Analyse du rapport IDH

Oui, le travail. Surtout la nécessité pour tous les nigériens de se mettre davantage au travail, pour le développement de notre pays. C’est à cela que nous exhorte aussi le rapport sur l’indice de développement Humain-IDH, publié en fin 2015, par le PNUD.

C’est en tout cas ce nous retenons des conclusions du rapport IDH, même si la position de dernier récoltée par notre pays est profondément surprenante et choquante.

Voyons de manière factuelle, les trois composantes clés de l’IDH. L’IDH évalue :

 (1) la capacité à vivre longtemps et en bonne santé, mesurée par l’espérance de vie à la naissance ;

(2) la capacité à acquérir des connaissances, mesurée par la durée moyenne de scolarisation et la durée attendue de scolarisation ;

(3) la capacité à atteindre un niveau de vie décent, mesurée par le revenu national brut par habitant.

Lorsqu’on analyse les performances du Niger dans l’IDH 2015, il ressort que :

Le Niger a réalisé d’excellente performance en ce qui concerne la capacité à vivre longtemps et en bonne santé, mesurée par l’espérance de vie à la naissance.  Ainsi, l’espérance de vie au Niger est aujourd’hui estimée à environ 60 ans, alors qu’elle était estimée à 49 ans, les années 90. Sur cet indicateur, la performance du Niger est honorable.

Mais la performance honorable gagnée par le Niger sur l’espérance vie est fortement contre balancée par l’extraordinaire sous performance de notre pays, sur l’indicateur durée moyenne de la scolarité et sur l’indicateur revenu national brut par habitant.

Sur ces deux tableaux, d’après les analystes du PNUD, le Niger  est l’un des pays où un enfant reste le moins longtemps à l’école et avec une qualité d’éducation précaire.

Le Niger est aussi l’un des pays où  le revenu moyen par habitant est le plus faible au monde.

Voilà en dehors de toute autre subjectivité possible, les raisons qui plombent le Niger dans l’évaluation de l’indice de développement humain.

Mais tout cela ramène à une conclusion simple et tellement évidente.

Le Niger est dernier dans l’IDH, parce que notre pays a la croissance démographique la plus forte au monde et la création de richesse par habitant qui est l’une des plus faibles du monde.

Autrement dit, la population du Niger croit très vite (3, 9% chaque année) et double presque tous les 20 ans.

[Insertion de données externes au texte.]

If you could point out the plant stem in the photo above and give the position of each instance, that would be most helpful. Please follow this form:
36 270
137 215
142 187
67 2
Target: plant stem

Les besoins sociaux (éducation, santé, alimentation) croissent au même rythme.

Mais paradoxalement, une bonne partie de notre population ne travaille pas ou ne crée pas significativement de richesse. Dans cette configuration, il est donc impossible de faire face aux besoins sociaux que génère la croissance de la population. C’est pourquoi, le Niger est malheureusement aujourd’hui et de plus en plus fortement dépendant de l’aide internationale.

Résoudre ce problème n’est pas seulement une affaire d’un ou deux gouvernements. C’est un défi de génération. Et ce défi ne peut  être relevé que par une prise de conscience collective et du travail.